Risk of self-harm and suicide in people with specific psychiatric and physical disorders: comparisons between disorders using English national record linkage

Affiliations
Comparative Study

Risk of self-harm and suicide in people with specific psychiatric and physical disorders: comparisons between disorders using English national record linkage

Arvind Singhal et al.

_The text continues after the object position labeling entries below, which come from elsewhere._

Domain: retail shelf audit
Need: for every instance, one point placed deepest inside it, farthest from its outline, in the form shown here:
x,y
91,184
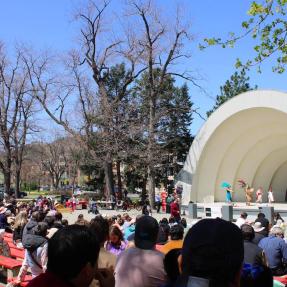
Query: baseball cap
x,y
146,232
213,249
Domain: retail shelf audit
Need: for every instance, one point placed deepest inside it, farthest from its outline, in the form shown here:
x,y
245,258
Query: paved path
x,y
72,217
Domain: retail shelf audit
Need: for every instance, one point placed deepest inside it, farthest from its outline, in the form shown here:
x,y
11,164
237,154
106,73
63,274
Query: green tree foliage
x,y
172,127
237,84
267,25
177,136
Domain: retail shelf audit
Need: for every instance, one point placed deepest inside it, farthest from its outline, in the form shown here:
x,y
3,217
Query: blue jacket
x,y
275,250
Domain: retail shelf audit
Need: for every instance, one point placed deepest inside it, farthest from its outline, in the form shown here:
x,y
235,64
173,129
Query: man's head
x,y
277,231
100,226
261,215
176,232
73,253
38,216
41,229
213,249
146,232
243,215
247,232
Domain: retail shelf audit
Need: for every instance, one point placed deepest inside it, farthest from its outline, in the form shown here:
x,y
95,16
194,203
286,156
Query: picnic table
x,y
108,204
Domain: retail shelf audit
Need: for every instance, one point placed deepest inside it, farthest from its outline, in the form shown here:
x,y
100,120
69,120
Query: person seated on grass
x,y
100,226
20,222
253,254
163,233
259,232
275,249
176,239
212,255
141,266
242,219
81,220
264,223
72,260
171,266
116,243
35,252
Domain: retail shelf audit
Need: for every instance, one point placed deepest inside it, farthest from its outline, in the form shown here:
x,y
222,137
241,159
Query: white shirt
x,y
240,221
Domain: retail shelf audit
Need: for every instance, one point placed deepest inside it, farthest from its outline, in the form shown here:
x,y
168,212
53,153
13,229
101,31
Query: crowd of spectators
x,y
122,251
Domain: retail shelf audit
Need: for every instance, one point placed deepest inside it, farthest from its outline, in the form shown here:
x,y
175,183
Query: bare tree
x,y
163,44
19,137
95,59
14,114
54,160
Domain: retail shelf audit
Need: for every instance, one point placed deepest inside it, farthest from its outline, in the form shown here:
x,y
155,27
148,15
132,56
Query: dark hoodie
x,y
31,241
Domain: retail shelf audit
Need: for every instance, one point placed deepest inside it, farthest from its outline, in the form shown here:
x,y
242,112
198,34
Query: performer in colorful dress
x,y
163,200
259,195
228,190
248,191
270,195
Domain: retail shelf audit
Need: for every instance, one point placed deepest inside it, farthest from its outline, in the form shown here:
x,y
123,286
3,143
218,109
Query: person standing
x,y
275,249
270,195
74,203
259,195
163,200
174,210
157,202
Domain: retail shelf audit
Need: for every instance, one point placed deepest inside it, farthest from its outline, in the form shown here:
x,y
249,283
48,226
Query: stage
x,y
204,209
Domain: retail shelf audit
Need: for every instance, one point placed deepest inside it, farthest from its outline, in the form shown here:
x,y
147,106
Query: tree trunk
x,y
7,181
151,186
108,169
119,178
151,147
57,181
18,181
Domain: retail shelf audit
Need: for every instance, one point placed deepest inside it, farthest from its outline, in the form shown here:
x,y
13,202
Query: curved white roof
x,y
244,138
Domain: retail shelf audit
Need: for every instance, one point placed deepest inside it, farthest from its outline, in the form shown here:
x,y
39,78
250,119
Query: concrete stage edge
x,y
238,207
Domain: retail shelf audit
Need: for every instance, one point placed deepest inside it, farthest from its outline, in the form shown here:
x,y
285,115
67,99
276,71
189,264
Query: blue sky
x,y
48,24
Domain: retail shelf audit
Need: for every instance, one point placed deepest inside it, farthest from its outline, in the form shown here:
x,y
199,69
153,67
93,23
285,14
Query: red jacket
x,y
174,209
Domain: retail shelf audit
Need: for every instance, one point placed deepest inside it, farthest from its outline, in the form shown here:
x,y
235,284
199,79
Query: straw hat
x,y
3,209
258,227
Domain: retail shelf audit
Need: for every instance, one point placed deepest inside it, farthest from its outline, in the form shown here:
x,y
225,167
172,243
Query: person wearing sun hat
x,y
259,232
212,255
142,265
3,218
253,254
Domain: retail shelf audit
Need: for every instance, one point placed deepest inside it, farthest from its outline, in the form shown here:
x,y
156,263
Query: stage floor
x,y
238,207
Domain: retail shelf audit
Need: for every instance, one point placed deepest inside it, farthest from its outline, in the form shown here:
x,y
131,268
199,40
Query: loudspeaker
x,y
192,210
269,213
227,212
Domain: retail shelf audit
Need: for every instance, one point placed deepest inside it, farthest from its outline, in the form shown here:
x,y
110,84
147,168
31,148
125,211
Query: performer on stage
x,y
259,195
228,190
270,195
248,191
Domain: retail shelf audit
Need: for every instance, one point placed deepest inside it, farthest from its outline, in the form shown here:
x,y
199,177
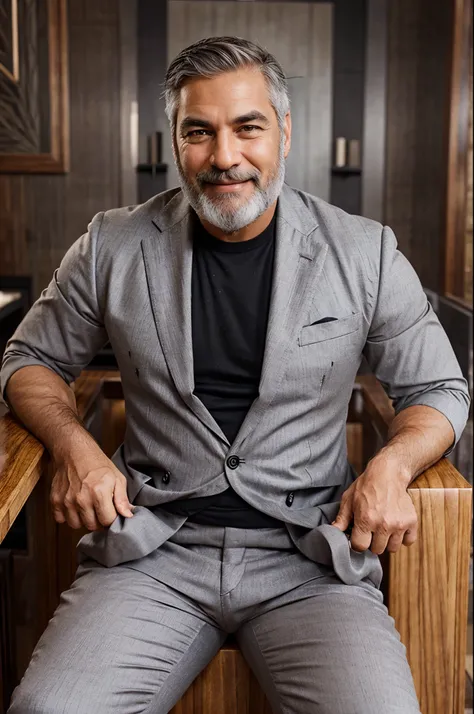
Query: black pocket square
x,y
323,319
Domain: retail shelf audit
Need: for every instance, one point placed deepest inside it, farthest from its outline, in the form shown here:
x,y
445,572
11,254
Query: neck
x,y
251,231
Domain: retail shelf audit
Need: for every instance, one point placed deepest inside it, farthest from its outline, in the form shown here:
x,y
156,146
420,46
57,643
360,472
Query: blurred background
x,y
381,96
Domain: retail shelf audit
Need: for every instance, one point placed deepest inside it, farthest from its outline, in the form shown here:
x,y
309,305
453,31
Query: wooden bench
x,y
425,585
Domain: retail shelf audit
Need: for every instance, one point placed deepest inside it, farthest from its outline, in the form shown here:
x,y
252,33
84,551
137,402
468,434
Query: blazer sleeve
x,y
408,349
64,328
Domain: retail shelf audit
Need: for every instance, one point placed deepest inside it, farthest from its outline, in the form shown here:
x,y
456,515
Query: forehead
x,y
228,94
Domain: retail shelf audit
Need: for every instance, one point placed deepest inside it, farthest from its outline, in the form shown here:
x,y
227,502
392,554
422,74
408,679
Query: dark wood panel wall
x,y
419,45
41,216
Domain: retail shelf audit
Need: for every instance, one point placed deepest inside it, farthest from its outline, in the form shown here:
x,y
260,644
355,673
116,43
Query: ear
x,y
287,133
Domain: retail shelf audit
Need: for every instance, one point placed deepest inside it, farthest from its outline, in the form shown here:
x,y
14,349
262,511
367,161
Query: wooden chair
x,y
425,585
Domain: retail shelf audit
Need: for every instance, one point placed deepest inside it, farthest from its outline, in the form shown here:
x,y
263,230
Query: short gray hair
x,y
215,55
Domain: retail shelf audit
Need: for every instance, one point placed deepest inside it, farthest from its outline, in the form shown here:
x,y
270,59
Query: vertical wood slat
x,y
428,596
41,216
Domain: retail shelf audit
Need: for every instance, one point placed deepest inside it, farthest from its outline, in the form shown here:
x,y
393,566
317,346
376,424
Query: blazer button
x,y
233,461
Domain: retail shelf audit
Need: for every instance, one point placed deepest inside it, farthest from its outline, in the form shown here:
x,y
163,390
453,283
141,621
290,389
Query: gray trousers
x,y
125,641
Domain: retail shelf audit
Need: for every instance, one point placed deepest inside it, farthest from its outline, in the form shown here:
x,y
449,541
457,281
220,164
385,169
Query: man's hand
x,y
380,507
89,491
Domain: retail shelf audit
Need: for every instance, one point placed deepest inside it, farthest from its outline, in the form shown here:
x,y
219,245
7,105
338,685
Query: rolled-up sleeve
x,y
407,347
64,328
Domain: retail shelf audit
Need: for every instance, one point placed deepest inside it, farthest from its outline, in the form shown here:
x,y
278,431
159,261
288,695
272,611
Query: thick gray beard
x,y
219,212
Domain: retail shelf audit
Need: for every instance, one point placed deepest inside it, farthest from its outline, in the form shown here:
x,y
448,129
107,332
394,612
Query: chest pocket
x,y
329,330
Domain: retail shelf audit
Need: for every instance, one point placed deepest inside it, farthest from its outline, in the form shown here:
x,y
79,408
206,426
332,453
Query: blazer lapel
x,y
299,258
168,257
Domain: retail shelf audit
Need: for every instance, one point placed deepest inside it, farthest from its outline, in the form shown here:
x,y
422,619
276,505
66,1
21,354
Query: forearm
x,y
418,437
46,405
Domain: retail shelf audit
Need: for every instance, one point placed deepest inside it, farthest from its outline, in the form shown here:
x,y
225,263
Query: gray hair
x,y
215,55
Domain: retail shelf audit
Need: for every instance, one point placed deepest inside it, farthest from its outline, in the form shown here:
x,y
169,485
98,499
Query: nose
x,y
225,153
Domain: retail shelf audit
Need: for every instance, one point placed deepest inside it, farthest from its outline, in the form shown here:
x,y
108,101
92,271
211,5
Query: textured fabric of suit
x,y
128,280
126,642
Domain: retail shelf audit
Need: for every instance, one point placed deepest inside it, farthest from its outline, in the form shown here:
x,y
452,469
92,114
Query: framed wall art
x,y
34,121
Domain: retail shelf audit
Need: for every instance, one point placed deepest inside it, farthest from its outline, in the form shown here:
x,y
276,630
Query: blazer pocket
x,y
320,331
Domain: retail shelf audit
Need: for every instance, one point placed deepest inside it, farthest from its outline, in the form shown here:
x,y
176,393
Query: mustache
x,y
214,176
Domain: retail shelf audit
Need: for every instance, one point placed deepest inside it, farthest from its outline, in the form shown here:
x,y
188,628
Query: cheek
x,y
192,158
262,154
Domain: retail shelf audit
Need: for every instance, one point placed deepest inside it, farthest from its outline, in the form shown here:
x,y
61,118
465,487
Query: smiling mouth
x,y
227,183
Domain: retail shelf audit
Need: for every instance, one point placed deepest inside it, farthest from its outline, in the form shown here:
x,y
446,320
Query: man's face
x,y
229,149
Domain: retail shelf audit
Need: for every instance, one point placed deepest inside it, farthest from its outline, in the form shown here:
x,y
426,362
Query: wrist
x,y
389,461
75,445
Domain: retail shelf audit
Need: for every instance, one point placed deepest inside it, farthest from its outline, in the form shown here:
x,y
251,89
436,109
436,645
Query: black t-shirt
x,y
231,286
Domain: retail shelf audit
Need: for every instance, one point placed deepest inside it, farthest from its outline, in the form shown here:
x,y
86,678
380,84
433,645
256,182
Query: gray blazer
x,y
128,280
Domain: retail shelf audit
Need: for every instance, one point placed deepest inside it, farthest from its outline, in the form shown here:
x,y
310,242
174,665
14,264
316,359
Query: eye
x,y
249,128
197,133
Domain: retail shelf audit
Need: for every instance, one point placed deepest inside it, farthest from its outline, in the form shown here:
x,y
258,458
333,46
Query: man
x,y
239,310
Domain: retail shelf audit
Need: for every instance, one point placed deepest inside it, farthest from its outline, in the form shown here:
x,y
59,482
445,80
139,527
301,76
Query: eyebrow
x,y
191,121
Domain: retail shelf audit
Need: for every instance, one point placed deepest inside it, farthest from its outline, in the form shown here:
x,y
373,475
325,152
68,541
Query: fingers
x,y
100,497
122,504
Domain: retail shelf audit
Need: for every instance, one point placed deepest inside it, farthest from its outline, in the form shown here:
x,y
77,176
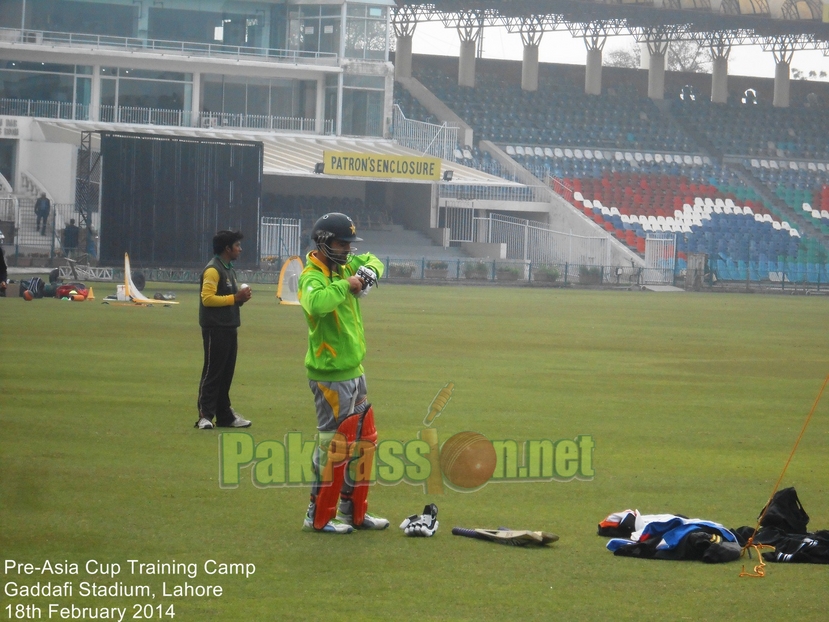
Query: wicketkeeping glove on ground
x,y
422,525
369,277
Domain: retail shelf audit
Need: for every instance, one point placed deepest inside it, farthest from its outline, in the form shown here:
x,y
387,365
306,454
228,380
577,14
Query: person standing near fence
x,y
70,238
42,209
4,273
220,318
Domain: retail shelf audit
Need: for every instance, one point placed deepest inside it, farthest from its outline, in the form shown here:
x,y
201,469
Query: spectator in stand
x,y
42,209
4,275
70,238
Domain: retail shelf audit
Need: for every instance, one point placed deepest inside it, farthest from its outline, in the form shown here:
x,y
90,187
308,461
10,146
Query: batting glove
x,y
368,275
422,525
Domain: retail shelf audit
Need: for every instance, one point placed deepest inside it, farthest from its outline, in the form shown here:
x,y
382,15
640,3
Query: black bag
x,y
784,512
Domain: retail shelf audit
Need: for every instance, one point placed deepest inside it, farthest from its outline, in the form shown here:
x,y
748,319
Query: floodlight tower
x,y
595,34
404,19
658,39
531,28
470,26
719,43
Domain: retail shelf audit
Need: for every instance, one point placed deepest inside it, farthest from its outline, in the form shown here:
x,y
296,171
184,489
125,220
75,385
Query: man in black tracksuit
x,y
219,318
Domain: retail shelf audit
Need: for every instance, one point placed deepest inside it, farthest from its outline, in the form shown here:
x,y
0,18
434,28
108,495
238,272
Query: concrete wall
x,y
53,165
411,205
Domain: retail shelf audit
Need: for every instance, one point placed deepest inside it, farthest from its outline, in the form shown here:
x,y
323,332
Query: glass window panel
x,y
258,99
212,96
45,67
329,10
149,94
36,86
234,100
282,101
83,90
330,35
156,75
108,92
95,18
366,82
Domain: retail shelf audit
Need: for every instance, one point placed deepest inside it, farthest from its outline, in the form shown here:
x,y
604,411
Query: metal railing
x,y
478,192
279,238
45,109
144,116
538,243
183,48
484,271
263,122
439,141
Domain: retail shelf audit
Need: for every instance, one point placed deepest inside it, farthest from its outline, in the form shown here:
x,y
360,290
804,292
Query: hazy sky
x,y
560,47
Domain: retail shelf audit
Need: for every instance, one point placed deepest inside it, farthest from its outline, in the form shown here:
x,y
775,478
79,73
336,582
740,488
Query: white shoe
x,y
204,424
370,521
332,526
238,421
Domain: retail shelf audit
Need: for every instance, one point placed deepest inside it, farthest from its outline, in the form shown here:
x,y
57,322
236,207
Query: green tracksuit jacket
x,y
336,342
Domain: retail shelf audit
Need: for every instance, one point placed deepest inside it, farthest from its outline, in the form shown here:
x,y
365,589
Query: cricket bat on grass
x,y
513,537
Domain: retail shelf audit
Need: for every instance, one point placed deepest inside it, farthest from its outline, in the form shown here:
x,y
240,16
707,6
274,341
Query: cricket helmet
x,y
334,226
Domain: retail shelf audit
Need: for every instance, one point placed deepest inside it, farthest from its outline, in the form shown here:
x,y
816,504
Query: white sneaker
x,y
238,421
332,526
204,424
370,521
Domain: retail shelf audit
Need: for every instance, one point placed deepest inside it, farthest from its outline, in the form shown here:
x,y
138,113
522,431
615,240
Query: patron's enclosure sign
x,y
380,165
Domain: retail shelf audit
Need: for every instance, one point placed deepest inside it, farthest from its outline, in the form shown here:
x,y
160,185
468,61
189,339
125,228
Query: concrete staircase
x,y
399,243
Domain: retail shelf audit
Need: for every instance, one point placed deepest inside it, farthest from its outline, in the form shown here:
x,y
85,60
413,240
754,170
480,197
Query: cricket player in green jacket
x,y
330,290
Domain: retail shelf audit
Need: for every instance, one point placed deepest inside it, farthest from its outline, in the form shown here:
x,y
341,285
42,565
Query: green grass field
x,y
694,402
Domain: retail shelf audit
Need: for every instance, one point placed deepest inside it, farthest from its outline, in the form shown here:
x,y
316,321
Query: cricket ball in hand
x,y
467,459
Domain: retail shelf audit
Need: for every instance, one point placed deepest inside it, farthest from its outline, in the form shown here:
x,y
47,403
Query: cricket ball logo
x,y
466,460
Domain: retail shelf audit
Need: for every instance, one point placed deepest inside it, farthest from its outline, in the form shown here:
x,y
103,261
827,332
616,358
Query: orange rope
x,y
758,570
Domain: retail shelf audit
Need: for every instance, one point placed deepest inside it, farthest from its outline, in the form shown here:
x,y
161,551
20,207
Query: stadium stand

J R Soc Med. 2014 May.

Abstract

Background Psychiatric illnesses are known risk factors for self-harm but associations between self-harm and physical illnesses are less well established. We aimed to stratify selected chronic physical and psychiatric illnesses according to their relative risk of self-harm. Design Retrospective cohort studies using a linked dataset of Hospital Episode Statistics (HES) for 1999-2011. Participants Individuals with selected psychiatric or physical conditions were compared with a reference cohort constructed from patients admitted for a variety of other conditions and procedures. Setting All admissions and day cases in National Health Service (NHS) hospitals in England. Main outcome measures Hospital episodes of self-harm. Rate ratios (RRs) were derived by comparing admission for self-harm between cohorts. Results The psychiatric illnesses studied (depression, bipolar disorder, alcohol abuse, anxiety disorders, eating disorders, schizophrenia and substance abuse) all had very high RRs (> 5) for self-harm. Of the physical illnesses studied, an increased risk of self-harm was associated with epilepsy (RR = 2.9, 95% confidence interval [CI] 2.8-2.9), asthma (1.8, 1.8-1.9), migraine (1.8, 1.7-1.8), psoriasis (1.6, 1.5-1.7), diabetes mellitus (1.6, 1.5-1.6), eczema (1.4, 1.3-1.5) and inflammatory polyarthropathies (1.4, 1.3-1.4). RRs were significantly low for cancers (0.95, 0.93-0.97), congenital heart disease (0.9, 0.8-0.9), ulcerative colitis (0.8, 0.7-0.8), sickle cell anaemia (0.7, 0.6-0.8) and Down's syndrome (0.1, 0.1-0.2). Conclusions Psychiatric illnesses carry a greatly increased risk of self-harm as well as of suicide. Many chronic physical illnesses are also associated with an increased risk of both self-harm and suicide. Identifying those at risk will allow provision of appropriate monitoring and support.

Keywords: chronic illness; cohort study; physical illness; psychiatric illness; risk; self-harm; suicidality; suicide.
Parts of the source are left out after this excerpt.